Figure 17. Bar plot showing the differential analysis results of gene set variation analysis (GSVA).

Together, these concordant annotations converge on a coherent picture: the IL2RB/IL2RG–EOMES–GZMA axis represents a well-established immune effector module rather than a spurious statistical pattern, and our multi-omics pipeline has rediscovered this module as the core signature distinguishing AA from AGA. This convergence increases confidence in the biological plausibility and translational relevance of the identified targets and supports their prioritization for pathway-guided immunomodulatory therapies.

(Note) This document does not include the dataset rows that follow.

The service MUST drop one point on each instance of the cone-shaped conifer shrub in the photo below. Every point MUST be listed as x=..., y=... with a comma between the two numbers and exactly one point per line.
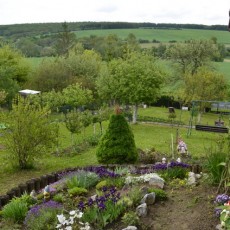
x=117, y=145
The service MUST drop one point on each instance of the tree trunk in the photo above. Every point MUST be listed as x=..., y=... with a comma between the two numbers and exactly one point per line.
x=135, y=107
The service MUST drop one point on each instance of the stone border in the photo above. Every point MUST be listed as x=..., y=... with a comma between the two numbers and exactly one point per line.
x=40, y=182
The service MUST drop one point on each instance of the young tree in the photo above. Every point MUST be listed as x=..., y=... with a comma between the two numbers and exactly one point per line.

Using single-cell RNA-seq from AA lesions (5 samples, 25,875 cells), we identified 12 distinct cell clusters (Figure 18). The hub genes were predominantly expressed in immune cell populations. In AA, GZMA and EOMES were enriched in CD8+ T cells, and IL2RB and IL2RG were notably expressed in proliferating T cells and other lymphocytes (Figures 19, 20).

Figure 18
Two-panel UMAP plots showing cell type distribution and expression levels. (a) Clustering of cell types with distinct colors and labels from 0 to 13. (b) Expression levels with labeled cell types like B cells, T cells, and macrophages. Both plots have axes labeled

Figure 18. Single-cell analysis. (a) Uniform Manifold Approximation and Projection (UMAP) displaying the clustering of various cell types. (b) Dot plot illustrating the expression levels of distinct marker genes across identified cell types.

Figure 19
Four UMAP scatter plots visualize gene expression levels for EOMES, GZMA, IL2RB, and IL2RG. Each plot shows data points in purple hues on a gray background, with intensity indicating gene expression levels, as per the color scales ranging from zero to four for GZMA and from zero to three for the others.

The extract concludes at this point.